Ace: This age group extends down to my generation thanks to Chris Moneymaker.

Brian: Every American male from my age to Bill Simmons's has a dusty DVD on a shelf somewhere.

Seth: /raises hand

Videocassette.

BiSB: John Malkovich should have won an EGOT for that role.

Ace: It’s almost impossible for someone anyone near his age/demographic/job not to get some poker knowledge by sheer accident.

HE COVERS THE CROSSOVER BETWEEN SPORTS AND MONEY.

Sorry, I’m getting prematurely upset.

Brian: Right. This is just setting the cultural context stage. Everyone on earth knows how to play Hold 'Em now. Let us embark.

BiSB: So, he at least recognizes that suited Ace-Queen is good. Bonus points there.

Seth: Should we discuss his choice of avatar?

Ace: I think it’s a default, another player has it too.

Brian: His alternatives appear to be a turtle, a fox, and an anime lawyer so I get the stogie chomping guy as an option. Turtle is tempting though.

Ace: Rovell also gets a little credit for taking coaching to heart and knowing he should fold the vast majority of his hands.

Brian: DOES HE

Ace: Now, does he apply this knowledge well?
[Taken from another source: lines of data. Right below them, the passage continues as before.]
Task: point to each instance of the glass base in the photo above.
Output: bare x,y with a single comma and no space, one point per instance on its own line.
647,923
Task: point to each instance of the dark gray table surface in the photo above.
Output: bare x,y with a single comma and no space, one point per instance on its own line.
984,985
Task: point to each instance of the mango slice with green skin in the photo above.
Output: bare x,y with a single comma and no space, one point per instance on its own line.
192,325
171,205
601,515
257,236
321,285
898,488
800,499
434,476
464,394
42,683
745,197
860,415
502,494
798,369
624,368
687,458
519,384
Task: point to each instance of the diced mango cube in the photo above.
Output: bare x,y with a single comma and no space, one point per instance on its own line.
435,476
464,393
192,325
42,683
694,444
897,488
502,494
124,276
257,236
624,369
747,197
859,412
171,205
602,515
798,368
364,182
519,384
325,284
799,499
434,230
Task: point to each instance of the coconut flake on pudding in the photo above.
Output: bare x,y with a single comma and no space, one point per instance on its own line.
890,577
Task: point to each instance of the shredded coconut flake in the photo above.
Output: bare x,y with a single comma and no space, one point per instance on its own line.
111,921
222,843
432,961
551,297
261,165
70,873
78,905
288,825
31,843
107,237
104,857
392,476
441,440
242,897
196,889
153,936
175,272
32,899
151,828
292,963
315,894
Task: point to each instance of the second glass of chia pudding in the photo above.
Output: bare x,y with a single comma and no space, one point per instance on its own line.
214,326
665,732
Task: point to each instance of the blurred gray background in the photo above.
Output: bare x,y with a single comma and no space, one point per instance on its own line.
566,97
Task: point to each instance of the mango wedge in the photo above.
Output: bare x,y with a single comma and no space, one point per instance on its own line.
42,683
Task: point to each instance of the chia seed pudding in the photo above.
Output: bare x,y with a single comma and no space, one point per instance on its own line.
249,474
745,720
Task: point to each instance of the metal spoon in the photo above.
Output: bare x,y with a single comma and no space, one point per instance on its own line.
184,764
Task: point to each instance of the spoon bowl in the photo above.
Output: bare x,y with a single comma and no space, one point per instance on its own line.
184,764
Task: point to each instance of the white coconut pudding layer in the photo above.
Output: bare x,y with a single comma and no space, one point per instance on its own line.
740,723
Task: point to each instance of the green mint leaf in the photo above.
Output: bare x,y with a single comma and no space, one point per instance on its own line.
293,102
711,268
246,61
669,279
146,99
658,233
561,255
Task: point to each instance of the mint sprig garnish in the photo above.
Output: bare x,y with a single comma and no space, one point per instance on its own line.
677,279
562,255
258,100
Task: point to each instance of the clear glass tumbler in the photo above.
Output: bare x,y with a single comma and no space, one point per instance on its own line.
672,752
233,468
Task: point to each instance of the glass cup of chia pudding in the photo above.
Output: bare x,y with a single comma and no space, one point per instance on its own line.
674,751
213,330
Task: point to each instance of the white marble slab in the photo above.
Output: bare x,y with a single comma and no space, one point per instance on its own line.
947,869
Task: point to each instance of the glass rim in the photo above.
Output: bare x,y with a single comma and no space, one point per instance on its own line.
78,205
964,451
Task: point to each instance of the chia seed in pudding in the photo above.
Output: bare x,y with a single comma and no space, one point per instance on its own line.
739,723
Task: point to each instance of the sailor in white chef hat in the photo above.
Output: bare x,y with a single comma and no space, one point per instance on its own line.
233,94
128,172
Stay tuned.

[After THE JUMP: The flop, the turn, the flop]

Ace: Our first indication that something is very wrong: Rovell, holding the Ace-Queen of diamonds, asks for a specific card on the flop: the King of spades.
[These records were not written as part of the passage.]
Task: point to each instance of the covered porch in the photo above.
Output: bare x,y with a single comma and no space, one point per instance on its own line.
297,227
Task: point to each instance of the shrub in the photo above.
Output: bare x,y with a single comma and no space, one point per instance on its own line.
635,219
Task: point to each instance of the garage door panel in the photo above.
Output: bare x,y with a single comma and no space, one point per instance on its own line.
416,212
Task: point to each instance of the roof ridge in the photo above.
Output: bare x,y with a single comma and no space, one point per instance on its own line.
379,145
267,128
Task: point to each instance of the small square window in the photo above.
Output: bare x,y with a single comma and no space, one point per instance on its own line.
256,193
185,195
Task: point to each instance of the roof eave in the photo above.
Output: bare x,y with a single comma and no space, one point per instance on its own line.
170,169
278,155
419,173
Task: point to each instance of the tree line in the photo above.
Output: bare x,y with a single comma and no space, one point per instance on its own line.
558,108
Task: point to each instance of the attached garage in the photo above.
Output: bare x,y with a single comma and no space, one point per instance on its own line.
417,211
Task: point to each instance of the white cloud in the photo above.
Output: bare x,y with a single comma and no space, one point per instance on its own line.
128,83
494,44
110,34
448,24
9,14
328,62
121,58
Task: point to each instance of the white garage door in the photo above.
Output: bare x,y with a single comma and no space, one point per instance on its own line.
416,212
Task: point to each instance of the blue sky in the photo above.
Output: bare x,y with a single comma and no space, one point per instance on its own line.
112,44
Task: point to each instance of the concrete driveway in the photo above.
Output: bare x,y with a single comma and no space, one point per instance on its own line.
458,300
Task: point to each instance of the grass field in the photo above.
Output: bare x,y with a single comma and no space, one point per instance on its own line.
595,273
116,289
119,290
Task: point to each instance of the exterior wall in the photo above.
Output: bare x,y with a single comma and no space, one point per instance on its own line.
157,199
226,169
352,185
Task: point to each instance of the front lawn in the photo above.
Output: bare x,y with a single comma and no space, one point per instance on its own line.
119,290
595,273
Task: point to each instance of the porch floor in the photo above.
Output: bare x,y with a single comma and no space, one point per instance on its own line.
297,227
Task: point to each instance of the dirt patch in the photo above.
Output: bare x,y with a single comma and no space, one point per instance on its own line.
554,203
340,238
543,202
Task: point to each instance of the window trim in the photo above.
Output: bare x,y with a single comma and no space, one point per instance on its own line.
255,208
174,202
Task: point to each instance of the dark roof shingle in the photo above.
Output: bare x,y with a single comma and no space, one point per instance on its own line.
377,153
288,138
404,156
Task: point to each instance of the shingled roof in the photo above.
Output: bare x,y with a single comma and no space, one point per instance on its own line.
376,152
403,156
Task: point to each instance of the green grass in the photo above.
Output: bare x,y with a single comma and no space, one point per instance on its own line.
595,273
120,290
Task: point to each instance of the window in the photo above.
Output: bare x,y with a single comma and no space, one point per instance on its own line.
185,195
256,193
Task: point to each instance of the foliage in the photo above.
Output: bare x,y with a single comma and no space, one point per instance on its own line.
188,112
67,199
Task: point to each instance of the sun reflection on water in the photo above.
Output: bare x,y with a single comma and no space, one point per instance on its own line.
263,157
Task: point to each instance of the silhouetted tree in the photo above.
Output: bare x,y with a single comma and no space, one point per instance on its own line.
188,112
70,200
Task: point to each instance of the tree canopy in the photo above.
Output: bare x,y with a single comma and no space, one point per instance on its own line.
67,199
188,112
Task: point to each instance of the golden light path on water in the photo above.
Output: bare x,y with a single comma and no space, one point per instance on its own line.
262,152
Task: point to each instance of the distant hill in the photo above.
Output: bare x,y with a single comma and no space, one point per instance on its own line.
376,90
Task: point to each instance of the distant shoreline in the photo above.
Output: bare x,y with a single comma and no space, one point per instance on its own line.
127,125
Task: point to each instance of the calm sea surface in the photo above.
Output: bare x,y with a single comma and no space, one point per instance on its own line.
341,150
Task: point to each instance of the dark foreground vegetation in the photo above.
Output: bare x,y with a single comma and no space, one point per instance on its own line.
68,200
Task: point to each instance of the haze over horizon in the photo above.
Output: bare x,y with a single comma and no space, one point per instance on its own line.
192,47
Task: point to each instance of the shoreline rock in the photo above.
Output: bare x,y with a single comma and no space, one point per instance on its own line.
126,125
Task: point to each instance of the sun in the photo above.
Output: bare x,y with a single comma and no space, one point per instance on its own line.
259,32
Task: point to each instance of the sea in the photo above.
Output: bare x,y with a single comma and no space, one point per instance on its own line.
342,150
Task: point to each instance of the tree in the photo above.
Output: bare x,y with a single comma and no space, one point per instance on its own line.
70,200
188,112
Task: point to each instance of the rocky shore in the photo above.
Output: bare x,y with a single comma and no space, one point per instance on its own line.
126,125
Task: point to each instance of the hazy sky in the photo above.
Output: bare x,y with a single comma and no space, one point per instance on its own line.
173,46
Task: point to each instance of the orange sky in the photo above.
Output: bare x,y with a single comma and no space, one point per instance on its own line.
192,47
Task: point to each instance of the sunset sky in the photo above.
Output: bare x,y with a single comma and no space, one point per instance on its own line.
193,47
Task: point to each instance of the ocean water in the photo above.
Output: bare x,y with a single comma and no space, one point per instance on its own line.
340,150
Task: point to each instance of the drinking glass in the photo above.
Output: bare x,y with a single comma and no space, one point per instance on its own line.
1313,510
That’s one of the worst cards that could come down!

Maybe literally the worst?

BiSB: Even before that, it's worth noting that he declares "LET'S GO," and proceeds to... not go. He limps in.

Ace: When he should absolutely be pushing all in with this hand. You have an Ace and something decent and you’re by far the shortest stack at the table.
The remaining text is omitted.